Comparison of place of break time activities by residential area.
Conditional logistic regression analysis (Table 2) identified several factors associated with AIS risk (Table S3), with low multicollinearity as indicated by VIF, which are detailed in Supplemental Table S4. BMI was inversely associated with AIS (OR 0.92, 95% CI 0.87–0.98, p = 0.006). Increased screen time, particularly television viewing for more than three hours daily, was linked to a higher risk of AIS (OR 2.08, 95% CI 1.06–4.09, p = 0.033). In contrast, spending time outdoors during breaks (OR 0.43, 95% CI: 0.20–0.92, p = 0.031) and engaging in outdoor activities for two hours daily (OR: 0.52, 95% CI 0.28–0.97, p = 0.040) or more than three hours daily (OR 0.35, 95% CI 0.17–0.72, p = 0.005) were associated with a reduced risk of AIS when compared to spending less than one hour outdoors.

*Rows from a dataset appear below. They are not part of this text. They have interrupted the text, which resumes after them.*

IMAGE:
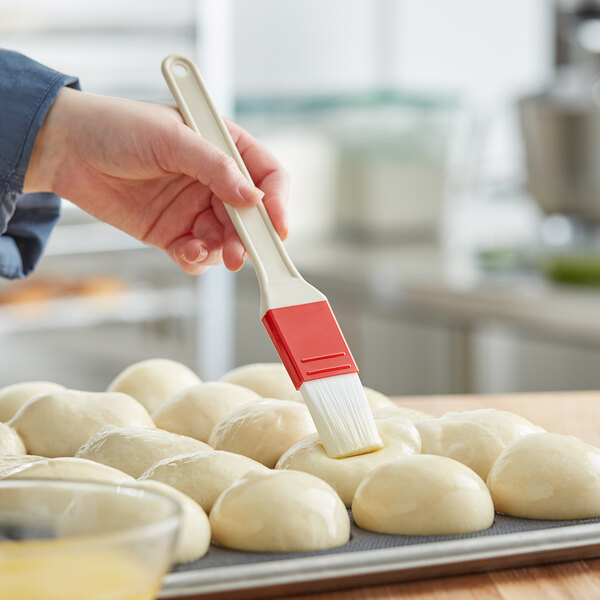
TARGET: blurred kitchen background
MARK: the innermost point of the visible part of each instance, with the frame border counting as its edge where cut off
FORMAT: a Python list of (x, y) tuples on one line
[(445, 164)]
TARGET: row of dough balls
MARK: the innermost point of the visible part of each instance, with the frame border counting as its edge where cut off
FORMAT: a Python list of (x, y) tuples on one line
[(394, 490)]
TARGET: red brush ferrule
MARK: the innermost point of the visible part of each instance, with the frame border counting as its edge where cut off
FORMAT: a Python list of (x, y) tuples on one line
[(309, 341)]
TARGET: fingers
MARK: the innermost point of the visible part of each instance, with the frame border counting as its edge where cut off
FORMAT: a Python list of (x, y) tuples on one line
[(268, 174), (234, 253), (203, 161), (194, 254)]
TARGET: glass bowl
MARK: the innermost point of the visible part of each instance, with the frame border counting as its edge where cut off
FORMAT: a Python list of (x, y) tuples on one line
[(65, 540)]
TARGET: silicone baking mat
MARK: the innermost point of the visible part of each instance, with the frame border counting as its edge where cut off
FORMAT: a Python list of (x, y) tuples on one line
[(371, 558)]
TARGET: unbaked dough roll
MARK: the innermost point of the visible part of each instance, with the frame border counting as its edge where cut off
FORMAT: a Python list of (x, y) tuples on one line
[(399, 437), (193, 540), (196, 410), (66, 469), (547, 476), (57, 423), (10, 442), (423, 495), (279, 511), (135, 449), (152, 381), (269, 380), (203, 476), (12, 463), (263, 430), (385, 412), (12, 397), (473, 437)]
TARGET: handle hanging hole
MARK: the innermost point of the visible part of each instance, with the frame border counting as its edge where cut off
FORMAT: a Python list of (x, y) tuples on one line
[(180, 69)]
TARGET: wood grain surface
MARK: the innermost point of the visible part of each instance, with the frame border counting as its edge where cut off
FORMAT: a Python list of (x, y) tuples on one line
[(576, 413)]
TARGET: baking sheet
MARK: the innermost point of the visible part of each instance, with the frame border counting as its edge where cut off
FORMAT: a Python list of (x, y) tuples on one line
[(371, 558)]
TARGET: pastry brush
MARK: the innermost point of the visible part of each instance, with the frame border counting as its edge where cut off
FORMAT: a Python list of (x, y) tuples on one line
[(297, 317)]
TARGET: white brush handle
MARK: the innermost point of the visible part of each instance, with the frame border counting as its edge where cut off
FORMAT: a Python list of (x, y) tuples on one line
[(280, 282)]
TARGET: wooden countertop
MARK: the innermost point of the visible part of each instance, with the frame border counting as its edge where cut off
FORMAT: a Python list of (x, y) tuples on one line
[(576, 413)]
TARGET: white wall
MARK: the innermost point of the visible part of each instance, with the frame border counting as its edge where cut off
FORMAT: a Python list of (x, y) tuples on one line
[(480, 47)]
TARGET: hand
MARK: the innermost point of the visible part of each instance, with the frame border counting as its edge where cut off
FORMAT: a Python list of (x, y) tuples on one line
[(138, 167)]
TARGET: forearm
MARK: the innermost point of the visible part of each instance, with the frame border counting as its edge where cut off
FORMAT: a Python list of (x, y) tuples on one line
[(27, 90)]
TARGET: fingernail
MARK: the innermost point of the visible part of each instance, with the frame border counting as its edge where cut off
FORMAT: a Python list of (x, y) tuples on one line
[(249, 192), (200, 257)]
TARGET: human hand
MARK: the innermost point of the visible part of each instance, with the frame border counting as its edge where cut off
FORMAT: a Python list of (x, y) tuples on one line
[(138, 167)]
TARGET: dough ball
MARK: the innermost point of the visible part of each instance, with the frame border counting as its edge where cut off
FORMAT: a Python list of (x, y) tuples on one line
[(152, 381), (279, 511), (193, 540), (66, 468), (263, 430), (423, 495), (385, 412), (57, 423), (399, 437), (377, 399), (10, 463), (203, 476), (12, 397), (135, 449), (547, 476), (10, 442), (473, 437), (269, 380), (196, 410)]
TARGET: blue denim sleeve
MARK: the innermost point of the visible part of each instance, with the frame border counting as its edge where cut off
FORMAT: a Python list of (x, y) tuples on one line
[(27, 90)]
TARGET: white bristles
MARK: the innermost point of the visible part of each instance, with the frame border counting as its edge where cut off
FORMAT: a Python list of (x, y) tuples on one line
[(342, 415)]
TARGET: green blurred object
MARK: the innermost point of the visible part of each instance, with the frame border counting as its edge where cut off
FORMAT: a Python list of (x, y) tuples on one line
[(574, 269)]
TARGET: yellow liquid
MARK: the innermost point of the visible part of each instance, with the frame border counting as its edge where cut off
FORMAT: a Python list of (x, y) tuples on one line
[(56, 576)]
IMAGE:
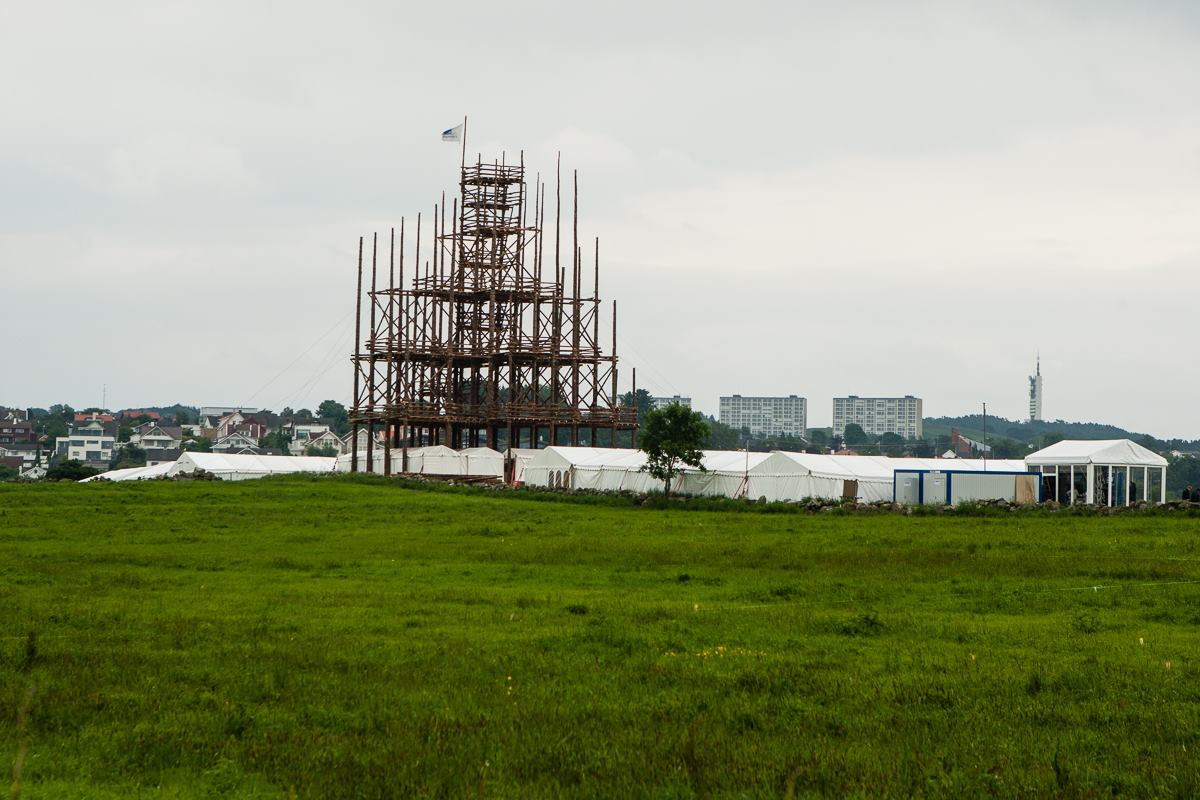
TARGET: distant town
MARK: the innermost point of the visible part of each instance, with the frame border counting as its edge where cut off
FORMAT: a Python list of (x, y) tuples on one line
[(64, 443)]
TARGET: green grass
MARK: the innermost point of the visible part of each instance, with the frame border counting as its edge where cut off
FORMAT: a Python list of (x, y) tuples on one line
[(346, 638)]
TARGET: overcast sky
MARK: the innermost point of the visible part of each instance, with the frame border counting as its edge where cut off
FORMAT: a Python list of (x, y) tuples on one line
[(821, 199)]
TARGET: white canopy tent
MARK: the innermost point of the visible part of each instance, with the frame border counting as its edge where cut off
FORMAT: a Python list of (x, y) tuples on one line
[(520, 457), (435, 459), (1104, 471), (229, 467), (133, 473), (778, 476)]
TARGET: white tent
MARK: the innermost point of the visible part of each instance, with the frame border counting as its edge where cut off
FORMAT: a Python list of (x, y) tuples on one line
[(777, 476), (244, 467), (483, 462), (1107, 471), (133, 473), (520, 458), (436, 459)]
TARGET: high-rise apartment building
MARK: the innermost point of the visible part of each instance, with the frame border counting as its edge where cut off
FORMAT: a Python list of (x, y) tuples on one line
[(879, 415), (766, 416), (1036, 394), (663, 402)]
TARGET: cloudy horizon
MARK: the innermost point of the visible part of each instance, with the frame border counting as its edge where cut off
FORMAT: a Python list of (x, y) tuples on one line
[(796, 199)]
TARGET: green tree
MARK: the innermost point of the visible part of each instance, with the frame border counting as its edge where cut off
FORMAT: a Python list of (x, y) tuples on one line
[(276, 440), (203, 444), (129, 456), (70, 470), (671, 437), (339, 419)]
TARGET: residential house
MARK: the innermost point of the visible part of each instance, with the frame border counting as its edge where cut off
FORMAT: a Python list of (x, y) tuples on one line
[(304, 433), (90, 441), (211, 415), (29, 452), (103, 416), (16, 432), (234, 443), (151, 435), (133, 414), (325, 438), (348, 441)]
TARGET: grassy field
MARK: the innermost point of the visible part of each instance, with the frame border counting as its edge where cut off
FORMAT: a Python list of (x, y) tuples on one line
[(324, 638)]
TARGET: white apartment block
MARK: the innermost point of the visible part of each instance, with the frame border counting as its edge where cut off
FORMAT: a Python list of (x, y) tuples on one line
[(766, 416), (663, 402), (879, 415), (1036, 394), (89, 444)]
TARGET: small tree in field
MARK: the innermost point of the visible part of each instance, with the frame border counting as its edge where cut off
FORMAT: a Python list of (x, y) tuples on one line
[(671, 437)]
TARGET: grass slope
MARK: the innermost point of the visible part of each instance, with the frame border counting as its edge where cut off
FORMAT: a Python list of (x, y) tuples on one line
[(328, 638)]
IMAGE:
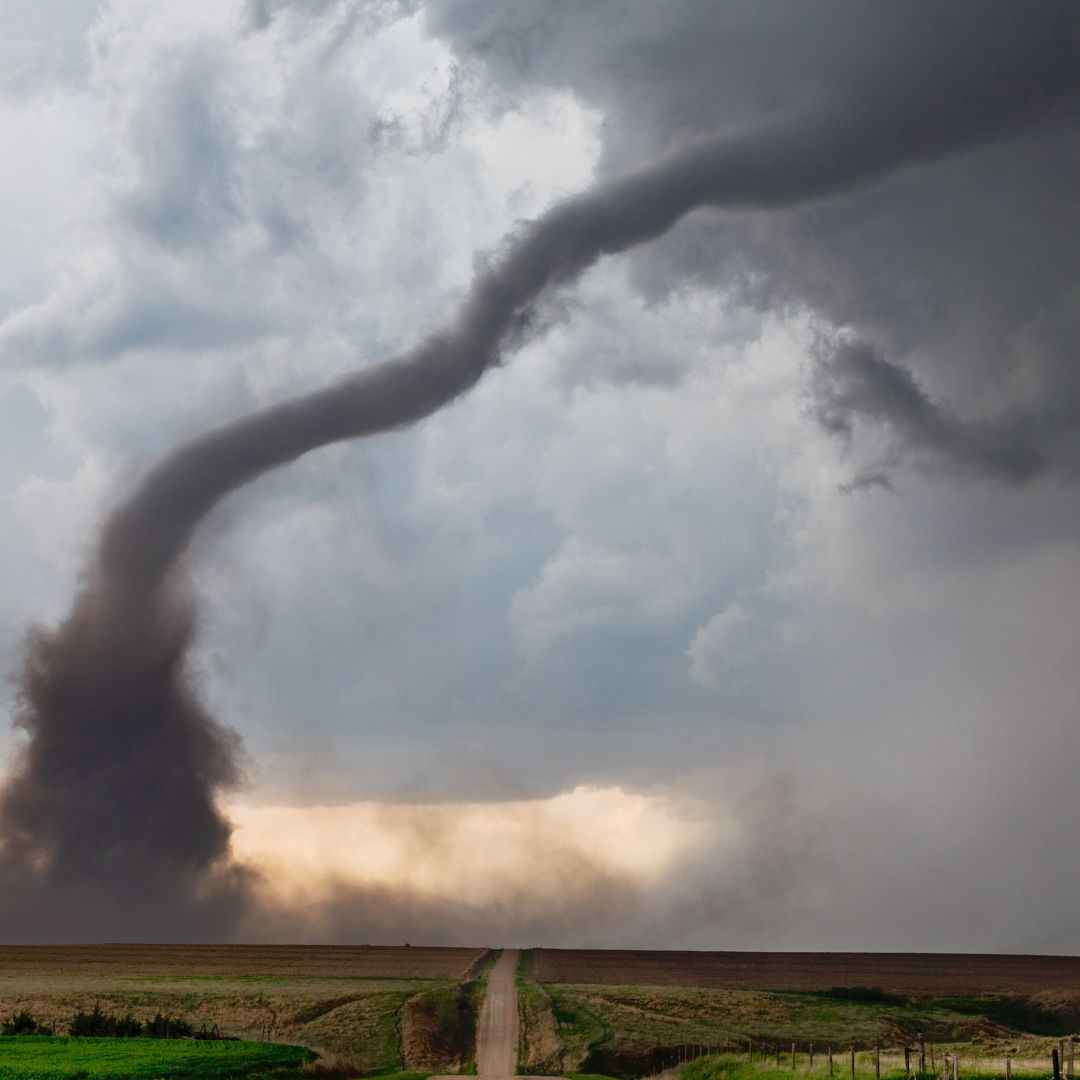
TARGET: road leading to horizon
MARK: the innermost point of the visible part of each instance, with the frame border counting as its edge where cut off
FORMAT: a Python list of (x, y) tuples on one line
[(497, 1031), (498, 1027)]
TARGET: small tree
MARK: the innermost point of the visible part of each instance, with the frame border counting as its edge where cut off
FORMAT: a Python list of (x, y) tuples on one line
[(24, 1024)]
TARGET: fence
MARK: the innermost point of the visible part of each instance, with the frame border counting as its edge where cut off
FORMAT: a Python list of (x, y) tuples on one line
[(920, 1062)]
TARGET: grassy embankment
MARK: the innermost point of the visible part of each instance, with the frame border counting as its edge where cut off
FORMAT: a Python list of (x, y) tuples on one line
[(353, 1023), (31, 1057), (637, 1030)]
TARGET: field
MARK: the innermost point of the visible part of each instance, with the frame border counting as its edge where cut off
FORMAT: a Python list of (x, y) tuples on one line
[(347, 1001), (630, 1014), (910, 973), (37, 1058)]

Early initiation of extracurricular activities (before age 5) was associated with an increased risk of AIS (OR 2.18, 95% CI 1.03–4.61, p = 0.041), and frequently reading or using electronic screens while lying down was also found to be harmful (OR 1.71, 95% CI 1.02–2.86, p = 0.042). Stratified analyses by residential area revealed no significant interactions between residential area and the studied factors (Supplemental Table S4).
Table 2.
Conditional logistic regression analysis of risk factors associated with adolescent idiopathic scoliosis.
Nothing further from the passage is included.